Hear What the Silence Screams

Speak for yourself

Frank was seething, his cheeks burning pink as he let his head drop on to the web created by his crossed arms. Heat radiated from his face to his arms and warmed them. His back hunched up until his shoulders were up to his ears, and he just fucking wondered why none of the smart ass scientists he was always hearing about could make invisibility cloaks. They could make floating scooters for fat-asses so they wouldn't have to stand up and maybe get some exercise, but invisibility--which, seriously, would be such a better investment on their behalf, regarding the advancement of war tactics and all that shit, and maybe Frank should just stop now before he really gets off into one of his tangents about how shitty the whole country was--was still as foreign an idea as jetpacks and hyperbolic time chambers.

So not fair. Both of those items would be immensely helpful to everyone involved, but no, fat people are more important. Frank rolled his eyes and tried not to growl too loudly.

"Frank? What's wrong? Don't you know the answer? You do so well on the tests," Frank's math teacher--and the sole catalyst for his whole mind rant about invisibility--Mr. Harding said, a gleeful tilt to his voice.

Frank wasn't stupid. Or, well, sometimes he was, mainly when he was playing with lighters a little too close to gas stations, but for the most part he was pretty adept. Mr. Harding's ill-intent wasn't lost on him. Frank had some ideas that the man was pretty fucked up because, seriously, calling on the mute kid in the middle of class? Wasn't that a little less than PC? Or an exercise in futility, because mute spells out that no fucking answers will be coming from him, so he could just stand at the front of the fucking room with his fugly-ass comb over and pitiful attempt to look professional. Tweed, man, tweed and polyester is a no no. Not professional. Just sad.

A little part of Frank's mind told him that he was just as bad for judging his teacher's appearance because Frank looked like a hobo with a bad dye job, but his style was totally grunge. At least his had a name and a purpose. That purpose notwithstanding of his original take on originality--because if he thought of it, conforming to be grunge was as bad as any other sort of conforming. He reached down between his legs to grab a corner of the flannel shirt he had slung around his waist and pick at it while he silence went on.

Mr. Harding would crack first. Normal people couldn't handle the silence for too long, it ate at them and filled their spaces with transparent smoke that clogged up their ears and made them fidgit and try not to cough. Frank knew. He used to talk. He knew all about the intricacies one must endure to talk. A whole different mindset--one involving answering things and paying attention when someone says your name. Too much work. Too much, and Frank was too grunge for that anyways.

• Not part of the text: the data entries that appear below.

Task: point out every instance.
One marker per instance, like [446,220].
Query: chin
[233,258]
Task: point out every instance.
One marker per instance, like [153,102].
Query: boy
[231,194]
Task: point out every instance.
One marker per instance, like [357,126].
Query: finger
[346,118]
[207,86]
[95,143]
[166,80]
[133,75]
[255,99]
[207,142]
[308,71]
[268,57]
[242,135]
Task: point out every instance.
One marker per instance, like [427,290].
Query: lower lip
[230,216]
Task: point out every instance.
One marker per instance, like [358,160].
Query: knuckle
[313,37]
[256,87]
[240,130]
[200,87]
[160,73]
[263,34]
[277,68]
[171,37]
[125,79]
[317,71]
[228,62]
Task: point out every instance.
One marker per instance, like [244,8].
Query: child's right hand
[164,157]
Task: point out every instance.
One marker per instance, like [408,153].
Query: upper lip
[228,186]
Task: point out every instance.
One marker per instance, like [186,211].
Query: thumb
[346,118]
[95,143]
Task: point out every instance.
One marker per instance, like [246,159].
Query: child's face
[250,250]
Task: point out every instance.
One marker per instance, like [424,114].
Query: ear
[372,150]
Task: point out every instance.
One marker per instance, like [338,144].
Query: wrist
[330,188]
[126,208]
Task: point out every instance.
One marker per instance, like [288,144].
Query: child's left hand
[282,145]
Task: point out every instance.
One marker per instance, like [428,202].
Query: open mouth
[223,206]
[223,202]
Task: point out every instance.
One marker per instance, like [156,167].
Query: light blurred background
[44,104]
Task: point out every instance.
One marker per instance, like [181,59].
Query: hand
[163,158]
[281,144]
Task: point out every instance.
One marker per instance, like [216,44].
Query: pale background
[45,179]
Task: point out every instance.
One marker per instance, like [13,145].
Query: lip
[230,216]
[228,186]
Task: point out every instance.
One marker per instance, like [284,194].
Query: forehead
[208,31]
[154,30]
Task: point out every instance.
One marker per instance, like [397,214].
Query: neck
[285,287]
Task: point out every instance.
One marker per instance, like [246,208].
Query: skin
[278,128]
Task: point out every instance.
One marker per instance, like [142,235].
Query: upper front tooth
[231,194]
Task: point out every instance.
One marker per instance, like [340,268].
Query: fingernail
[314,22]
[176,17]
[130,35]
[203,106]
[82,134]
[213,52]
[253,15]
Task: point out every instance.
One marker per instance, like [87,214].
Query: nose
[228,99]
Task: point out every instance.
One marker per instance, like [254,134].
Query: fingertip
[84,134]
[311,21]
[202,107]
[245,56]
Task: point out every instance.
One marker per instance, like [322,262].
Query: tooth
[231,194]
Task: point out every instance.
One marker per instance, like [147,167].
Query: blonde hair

Mr. Harding broke first. "Just go write it on the board. Or cain't you write anymore?" He gestured towards the whiteboard in the front of the room and picked up an orange marker, tossing it to Frank. A laugh bubbled somewhere behind Frank when the marker hit his thumb and rolled down the slope of his desk, but he scooped it up at the bottom and stood, scrubbing a hand through his hair. Grimaced when he felt how dry and dead it felt today--the heat. It had to be the heat. Sweltering up outside the cold rooms they were stuck in, warm and sunny and dirty. It was enough to make him feel a pang of longing when he glanced outside the window at the back of the class, for all he knew that the moment he got out there, he would be wishing for air conditioning.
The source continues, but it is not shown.